On stage, well… seize it, bite it, caress it, wrap it around you like a lover and – if you’re really good – do this in a way that becomes your signature, a gait or a grasp as recognizable as the voice itself. Think of the way Elvis leaned into the stand, the way Roger Daltrey coiled the cable like a whip in a rodeo, even the way Alvin Stardust held the mic above his head in a gloved hand as if he couldn’t find a seat on the Northern Line. From sublime to ridiculous, the lead vocal mic is the epicentre of a production.
Two worlds collide
The industry has always observed an according divide. Condensers were the fragile conduits of recording, while dynamics bounced along from one venue to another with the robustness of a coach full of drunken pensioners. They were made differently, for very different purposes. But, over the past few years, this divide has come under scrutiny and is now showing signs of being breached – precisely because, everywhere else in the system, noise is down and quality is up.
Live sound has improved incrementally, an evolution kept in motion by a series of breakthroughs that generate the next adaptation fit for survival. In-ear monitoring brought down on-stage SPLs, exposing signal paths elsewhere and inviting better loudspeaker solutions.
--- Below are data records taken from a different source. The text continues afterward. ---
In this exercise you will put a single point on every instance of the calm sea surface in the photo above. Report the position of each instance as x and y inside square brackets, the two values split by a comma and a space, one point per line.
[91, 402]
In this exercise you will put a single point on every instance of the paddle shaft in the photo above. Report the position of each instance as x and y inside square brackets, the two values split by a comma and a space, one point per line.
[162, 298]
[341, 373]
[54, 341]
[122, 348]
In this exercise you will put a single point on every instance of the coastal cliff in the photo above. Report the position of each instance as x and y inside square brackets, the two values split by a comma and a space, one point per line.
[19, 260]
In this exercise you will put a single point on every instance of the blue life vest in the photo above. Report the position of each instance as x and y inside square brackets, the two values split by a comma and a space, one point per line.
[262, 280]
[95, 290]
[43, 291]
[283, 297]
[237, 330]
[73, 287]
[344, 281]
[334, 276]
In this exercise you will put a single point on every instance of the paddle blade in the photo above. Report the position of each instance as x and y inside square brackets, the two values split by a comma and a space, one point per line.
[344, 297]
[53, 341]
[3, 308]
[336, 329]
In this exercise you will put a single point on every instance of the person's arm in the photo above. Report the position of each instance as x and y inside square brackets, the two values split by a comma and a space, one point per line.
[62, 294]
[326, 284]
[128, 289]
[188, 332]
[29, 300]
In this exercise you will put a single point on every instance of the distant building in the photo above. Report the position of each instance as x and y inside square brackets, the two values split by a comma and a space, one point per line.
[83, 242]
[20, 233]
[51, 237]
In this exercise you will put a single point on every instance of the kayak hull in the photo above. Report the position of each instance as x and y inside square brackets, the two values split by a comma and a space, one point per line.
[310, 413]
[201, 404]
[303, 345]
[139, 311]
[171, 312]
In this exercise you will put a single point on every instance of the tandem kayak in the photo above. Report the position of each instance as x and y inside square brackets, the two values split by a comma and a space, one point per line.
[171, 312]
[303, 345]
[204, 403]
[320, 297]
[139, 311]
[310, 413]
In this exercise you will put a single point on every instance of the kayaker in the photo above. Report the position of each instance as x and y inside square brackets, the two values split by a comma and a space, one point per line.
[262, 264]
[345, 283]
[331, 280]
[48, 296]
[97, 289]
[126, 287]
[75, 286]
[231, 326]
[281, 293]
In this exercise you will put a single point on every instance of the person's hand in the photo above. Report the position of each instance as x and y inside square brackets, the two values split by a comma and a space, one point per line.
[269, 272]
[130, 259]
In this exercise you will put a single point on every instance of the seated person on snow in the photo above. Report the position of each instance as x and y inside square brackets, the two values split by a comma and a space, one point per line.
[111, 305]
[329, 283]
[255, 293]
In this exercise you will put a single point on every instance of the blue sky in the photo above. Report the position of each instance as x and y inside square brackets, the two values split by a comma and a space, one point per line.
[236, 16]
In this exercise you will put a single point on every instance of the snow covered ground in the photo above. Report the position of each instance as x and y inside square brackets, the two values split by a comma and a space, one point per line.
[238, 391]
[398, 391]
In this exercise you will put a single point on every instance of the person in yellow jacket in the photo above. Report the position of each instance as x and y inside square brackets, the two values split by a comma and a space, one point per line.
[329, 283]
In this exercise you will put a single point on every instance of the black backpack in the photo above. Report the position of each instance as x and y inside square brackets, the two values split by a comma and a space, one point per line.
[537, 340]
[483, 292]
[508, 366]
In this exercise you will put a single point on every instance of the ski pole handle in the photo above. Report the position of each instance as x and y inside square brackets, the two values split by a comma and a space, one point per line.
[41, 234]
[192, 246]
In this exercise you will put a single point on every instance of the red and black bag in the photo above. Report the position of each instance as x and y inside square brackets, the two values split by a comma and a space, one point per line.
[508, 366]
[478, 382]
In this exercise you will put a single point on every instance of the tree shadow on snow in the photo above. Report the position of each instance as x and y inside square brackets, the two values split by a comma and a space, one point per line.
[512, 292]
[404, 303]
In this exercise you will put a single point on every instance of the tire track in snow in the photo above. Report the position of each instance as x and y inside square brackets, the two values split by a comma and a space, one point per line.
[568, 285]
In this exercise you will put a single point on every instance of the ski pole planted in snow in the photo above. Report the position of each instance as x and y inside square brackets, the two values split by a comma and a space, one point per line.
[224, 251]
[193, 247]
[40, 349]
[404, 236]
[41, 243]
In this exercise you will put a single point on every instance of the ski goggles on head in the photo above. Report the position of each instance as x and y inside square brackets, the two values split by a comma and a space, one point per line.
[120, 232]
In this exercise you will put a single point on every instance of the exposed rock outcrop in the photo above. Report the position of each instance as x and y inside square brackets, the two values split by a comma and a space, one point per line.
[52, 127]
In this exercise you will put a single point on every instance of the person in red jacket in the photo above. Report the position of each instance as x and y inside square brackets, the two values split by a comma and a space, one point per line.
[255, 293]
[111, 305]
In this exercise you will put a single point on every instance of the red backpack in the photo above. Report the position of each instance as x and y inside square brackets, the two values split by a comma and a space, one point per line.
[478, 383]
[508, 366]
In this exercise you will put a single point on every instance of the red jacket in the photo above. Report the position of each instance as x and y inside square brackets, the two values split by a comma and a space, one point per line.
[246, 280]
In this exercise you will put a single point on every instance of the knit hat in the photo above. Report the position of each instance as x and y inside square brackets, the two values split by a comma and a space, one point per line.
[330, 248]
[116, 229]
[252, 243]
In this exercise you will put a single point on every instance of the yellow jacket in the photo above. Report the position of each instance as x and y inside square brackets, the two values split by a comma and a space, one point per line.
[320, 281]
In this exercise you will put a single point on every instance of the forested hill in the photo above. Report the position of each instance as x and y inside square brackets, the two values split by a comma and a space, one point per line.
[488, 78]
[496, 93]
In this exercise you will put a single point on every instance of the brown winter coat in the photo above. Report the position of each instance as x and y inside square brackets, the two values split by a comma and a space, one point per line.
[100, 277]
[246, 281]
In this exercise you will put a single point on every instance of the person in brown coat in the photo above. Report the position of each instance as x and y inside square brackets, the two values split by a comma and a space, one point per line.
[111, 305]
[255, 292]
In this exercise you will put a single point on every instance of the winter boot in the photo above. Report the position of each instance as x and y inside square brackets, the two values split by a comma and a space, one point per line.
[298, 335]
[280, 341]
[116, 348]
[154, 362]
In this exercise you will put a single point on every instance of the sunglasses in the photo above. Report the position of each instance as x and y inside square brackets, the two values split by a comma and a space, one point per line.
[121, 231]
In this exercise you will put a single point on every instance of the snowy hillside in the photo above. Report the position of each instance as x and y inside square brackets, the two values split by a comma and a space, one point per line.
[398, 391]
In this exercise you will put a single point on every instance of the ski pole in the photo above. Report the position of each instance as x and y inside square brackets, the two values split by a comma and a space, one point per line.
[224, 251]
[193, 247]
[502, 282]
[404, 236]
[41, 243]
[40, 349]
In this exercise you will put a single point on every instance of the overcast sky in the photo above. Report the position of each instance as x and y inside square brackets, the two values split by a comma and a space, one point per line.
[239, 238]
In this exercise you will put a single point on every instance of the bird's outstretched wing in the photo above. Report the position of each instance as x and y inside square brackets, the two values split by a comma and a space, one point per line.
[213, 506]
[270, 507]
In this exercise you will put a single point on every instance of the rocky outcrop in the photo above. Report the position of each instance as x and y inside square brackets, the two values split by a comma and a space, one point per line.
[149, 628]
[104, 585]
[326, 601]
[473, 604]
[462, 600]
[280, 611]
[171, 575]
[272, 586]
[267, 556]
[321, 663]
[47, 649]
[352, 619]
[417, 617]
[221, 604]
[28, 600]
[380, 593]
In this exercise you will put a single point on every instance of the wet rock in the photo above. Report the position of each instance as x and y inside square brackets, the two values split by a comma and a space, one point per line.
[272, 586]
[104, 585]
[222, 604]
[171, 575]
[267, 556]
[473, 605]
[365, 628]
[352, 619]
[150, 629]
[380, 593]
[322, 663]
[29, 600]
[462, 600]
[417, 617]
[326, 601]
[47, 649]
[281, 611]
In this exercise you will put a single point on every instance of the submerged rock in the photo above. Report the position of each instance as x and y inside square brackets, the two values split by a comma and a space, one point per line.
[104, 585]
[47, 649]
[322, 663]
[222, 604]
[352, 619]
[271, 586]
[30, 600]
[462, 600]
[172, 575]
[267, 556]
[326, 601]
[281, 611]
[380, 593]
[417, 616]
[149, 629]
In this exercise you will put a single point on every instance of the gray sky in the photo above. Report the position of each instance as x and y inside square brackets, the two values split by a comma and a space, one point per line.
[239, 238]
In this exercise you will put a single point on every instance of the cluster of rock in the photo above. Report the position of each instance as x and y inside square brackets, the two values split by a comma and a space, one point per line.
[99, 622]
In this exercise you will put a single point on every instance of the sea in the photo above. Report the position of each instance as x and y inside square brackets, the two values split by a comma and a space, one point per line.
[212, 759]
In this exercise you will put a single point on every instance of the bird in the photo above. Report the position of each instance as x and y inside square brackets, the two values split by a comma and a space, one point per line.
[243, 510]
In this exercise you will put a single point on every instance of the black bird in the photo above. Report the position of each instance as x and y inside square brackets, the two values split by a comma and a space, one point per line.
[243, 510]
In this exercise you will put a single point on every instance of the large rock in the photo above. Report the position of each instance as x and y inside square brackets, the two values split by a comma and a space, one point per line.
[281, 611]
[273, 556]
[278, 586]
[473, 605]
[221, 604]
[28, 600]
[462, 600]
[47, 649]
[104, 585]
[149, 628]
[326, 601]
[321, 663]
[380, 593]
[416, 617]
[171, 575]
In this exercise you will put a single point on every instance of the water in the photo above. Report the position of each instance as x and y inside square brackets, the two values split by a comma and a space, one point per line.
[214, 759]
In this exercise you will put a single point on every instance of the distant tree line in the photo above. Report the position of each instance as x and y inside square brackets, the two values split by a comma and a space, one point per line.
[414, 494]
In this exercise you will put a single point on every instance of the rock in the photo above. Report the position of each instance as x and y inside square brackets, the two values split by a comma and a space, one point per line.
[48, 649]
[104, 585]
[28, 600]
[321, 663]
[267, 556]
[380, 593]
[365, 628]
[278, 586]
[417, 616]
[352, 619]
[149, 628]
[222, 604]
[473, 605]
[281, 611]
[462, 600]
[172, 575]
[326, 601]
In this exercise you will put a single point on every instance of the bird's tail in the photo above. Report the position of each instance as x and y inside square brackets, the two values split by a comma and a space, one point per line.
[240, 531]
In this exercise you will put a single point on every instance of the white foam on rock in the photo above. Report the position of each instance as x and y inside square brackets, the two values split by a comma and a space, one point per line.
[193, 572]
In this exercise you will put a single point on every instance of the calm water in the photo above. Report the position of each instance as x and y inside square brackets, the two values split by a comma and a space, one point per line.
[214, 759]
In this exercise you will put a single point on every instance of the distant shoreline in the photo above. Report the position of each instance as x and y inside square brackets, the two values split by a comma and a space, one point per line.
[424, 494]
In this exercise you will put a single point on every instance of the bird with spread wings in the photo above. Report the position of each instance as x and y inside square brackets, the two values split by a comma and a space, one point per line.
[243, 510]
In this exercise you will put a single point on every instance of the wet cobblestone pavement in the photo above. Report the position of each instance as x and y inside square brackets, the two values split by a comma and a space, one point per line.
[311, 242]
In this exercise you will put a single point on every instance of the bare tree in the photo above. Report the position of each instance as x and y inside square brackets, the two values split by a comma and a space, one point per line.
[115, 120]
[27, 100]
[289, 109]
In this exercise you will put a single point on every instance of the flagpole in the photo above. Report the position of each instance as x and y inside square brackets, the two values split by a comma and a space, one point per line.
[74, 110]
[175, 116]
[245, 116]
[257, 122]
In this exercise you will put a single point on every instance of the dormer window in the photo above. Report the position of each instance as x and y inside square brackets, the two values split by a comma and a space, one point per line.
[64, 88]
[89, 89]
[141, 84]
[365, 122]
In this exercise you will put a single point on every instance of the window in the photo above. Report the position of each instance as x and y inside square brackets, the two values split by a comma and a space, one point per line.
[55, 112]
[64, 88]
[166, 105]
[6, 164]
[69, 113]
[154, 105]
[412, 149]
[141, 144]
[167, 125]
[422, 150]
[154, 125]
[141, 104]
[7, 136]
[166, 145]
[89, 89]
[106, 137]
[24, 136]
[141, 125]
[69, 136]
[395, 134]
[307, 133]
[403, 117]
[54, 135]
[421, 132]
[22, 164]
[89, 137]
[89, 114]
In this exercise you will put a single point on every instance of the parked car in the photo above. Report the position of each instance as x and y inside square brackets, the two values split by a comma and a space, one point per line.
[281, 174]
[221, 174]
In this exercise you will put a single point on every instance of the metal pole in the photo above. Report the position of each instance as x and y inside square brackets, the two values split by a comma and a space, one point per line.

These in turn prompted greater access and control, made available by digital consoles, management systems and networks – ever more forensic analysis of the unpredictable behaviour of wave forms when exposed to a paying audience.
And so we arrive at a point where most of the major manufacturers of microphones and their ancillaries are re-examining the possibilities of the live vocal mic in the light of these gains. “I think as sound systems and monitoring systems have become more sophisticated, the choice and use of studio-type condenser microphones has opened up,” says Chris Pyne, renowned FOH engineer for Kylie Minogue, Il Divo and others and now product specialist at Martin Audio.
“As well as this, the more advanced sound systems still allow for the nuances of mics that have been around for 30-plus years – like some old favourites of mine, the AKG 451 and 414 and the good old Shure SM57. Both large and small diaphragm studio-type mics have appeared more frequently on riders: the advancements in construction and materials have allowed them to become more roadworthy but still retain their quality and sensitivity.
“Radio systems and vocal mic capsules seem to be the area that’s leaped ahead over the last few years, with the advancements in signal processing and the movement into digital processing. Sennheiser linking up with Neumann certainly changed the game in the early 2000s. I remember trialling and testing Neumann 105s with Kylie Minogue on the Fever tour, and these mics allowed me to push that little bit extra and gain more headroom and clarity.”
“As a matter of interest my current role at Martin Audio is to train and support clients using the Martin Audio MLA multicellular speaker system. We believe it does allow for studio-quality sound and controls the acoustic environments in a way that helps these new, advanced microphones shine through,” concludes Pyne.
Sebastian Schmitz, Sennheiser’s portfolio manager for wired microphones, agrees. “Our e965 vocal condenser, a double-diaphragm microphone with a 1-inch capsule, is used on rock and roll stages now – Rihanna, for example,” he says. “It has switchable polar patterns, between cardioid and supercardioid, because today we can accommodate this kind of sensitivity live. But even if people are not using condensers, the dynamic capsules are now sounding high-end too – our MD5235 has special aluminium/copper voice coil technology.”